Cour d’appel de Paris, le 8 février 2011, n°10/14099
La Cour d’appel de Paris, le 8 février 2011, confirme une ordonnance ayant annulé une assignation pour défaut de motivation en droit. Un copropriétaire contestait les résolutions d’une assemblée générale. Le syndicat des copropriétaires avait soulevé la nullité de l’acte introductif. La société syndic avait préalablement conclu au fond. Le tribunal avait déclaré cette dernière irrecevable à invoquer la nullité mais l’avait prononcée à la demande du syndicat. L’appelante soutenait la régularité de son assignation et invoquait la couverture de la nullité. La cour rejette son appel. Elle confirme la nullité pour absence d’exposé des moyens en droit. Elle estime le grief du syndicat établi et écarte la régularisation par des conclusions ultérieures.
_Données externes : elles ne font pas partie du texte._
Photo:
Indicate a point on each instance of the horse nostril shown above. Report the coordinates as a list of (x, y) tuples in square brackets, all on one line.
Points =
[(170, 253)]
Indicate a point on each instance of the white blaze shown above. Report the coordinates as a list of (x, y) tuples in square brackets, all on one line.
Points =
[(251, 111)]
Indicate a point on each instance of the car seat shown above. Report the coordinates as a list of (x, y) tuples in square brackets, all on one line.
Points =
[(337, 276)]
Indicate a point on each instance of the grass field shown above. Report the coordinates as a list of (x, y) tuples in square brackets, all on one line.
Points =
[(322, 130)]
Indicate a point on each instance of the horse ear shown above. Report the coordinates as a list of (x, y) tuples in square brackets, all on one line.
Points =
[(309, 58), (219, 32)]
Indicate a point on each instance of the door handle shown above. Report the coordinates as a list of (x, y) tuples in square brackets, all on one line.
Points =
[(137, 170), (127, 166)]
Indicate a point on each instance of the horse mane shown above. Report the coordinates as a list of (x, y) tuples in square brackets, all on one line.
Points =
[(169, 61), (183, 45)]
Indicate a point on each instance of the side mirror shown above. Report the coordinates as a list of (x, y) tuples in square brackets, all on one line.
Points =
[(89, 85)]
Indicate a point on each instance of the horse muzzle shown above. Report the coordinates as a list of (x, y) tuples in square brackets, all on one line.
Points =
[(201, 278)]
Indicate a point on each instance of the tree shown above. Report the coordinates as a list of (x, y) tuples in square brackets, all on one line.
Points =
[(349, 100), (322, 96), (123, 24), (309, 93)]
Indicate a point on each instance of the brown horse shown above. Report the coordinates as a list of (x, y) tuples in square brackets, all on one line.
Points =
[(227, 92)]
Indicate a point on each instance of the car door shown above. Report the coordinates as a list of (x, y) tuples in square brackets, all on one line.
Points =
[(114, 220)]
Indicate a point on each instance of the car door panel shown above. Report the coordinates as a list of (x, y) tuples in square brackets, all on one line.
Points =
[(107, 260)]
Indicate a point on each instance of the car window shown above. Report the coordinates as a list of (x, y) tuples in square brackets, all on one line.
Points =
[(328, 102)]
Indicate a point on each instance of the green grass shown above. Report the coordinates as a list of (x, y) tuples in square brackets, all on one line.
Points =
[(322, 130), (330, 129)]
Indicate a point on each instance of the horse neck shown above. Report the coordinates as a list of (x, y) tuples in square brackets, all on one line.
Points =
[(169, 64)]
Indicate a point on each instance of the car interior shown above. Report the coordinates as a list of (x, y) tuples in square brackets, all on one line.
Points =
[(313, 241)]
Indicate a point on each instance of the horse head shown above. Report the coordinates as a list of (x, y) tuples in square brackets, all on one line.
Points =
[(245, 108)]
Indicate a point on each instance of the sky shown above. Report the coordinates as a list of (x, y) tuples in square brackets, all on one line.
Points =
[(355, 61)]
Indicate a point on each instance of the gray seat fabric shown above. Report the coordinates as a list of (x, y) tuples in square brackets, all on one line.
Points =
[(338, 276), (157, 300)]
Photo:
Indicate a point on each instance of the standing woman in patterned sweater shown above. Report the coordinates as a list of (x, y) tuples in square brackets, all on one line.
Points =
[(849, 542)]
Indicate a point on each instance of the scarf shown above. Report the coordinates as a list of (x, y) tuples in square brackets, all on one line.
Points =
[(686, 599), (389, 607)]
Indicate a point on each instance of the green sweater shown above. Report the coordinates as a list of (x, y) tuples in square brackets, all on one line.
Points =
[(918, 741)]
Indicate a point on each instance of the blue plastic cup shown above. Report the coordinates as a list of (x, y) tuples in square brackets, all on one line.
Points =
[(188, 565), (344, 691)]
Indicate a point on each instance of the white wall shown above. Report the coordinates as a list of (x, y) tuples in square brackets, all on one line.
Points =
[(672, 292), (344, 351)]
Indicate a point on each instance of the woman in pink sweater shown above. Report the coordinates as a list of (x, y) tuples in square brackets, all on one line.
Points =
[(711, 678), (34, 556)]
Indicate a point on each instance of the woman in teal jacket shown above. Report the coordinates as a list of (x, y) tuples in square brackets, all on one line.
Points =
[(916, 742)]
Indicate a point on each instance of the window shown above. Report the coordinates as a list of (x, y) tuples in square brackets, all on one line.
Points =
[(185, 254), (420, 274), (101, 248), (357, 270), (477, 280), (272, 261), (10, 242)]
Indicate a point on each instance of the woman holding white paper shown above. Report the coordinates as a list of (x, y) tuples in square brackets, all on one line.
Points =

La question est de savoir si l’absence de motivation en droit dans l’assignation constitue une nullité encourue. Il s’agit aussi d’apprécier les conditions de la couverture d’une telle nullité. La cour répond positivement à la première question et négativement à la seconde.
La décision rappelle avec rigueur les exigences substantielles de l’acte introductif d’instance. L’article 56 du code de procédure civile impose un exposé des moyens en fait et en droit. La cour constate que l’assignation « contient bien l’objet de sa demande ». Elle relève pourtant que le moyen de droit invoqué en appel « ne résulte pas, cependant, clairement des termes susvisés de son assignation ». Les juges estiment que « l’acte est dépourvu d’argumentation de droit ». Ils en déduisent que l’assignation « ne répond pas dès lors aux prescriptions de l’article susvisé ». Cette analyse est traditionnelle. La motivation permet à l’adversaire d’organiser sa défense. La cour applique strictement l’article 114 du code de procédure civile. Elle exige la preuve d’un grief. Le syndicat a été empêché « d’organiser utilement sa défense ». Le défaut de motivation cause ainsi un préjudice certain. La solution est conforme à la jurisprudence constante. Elle garantit le principe du contradictoire dès l’introduction de l’instance.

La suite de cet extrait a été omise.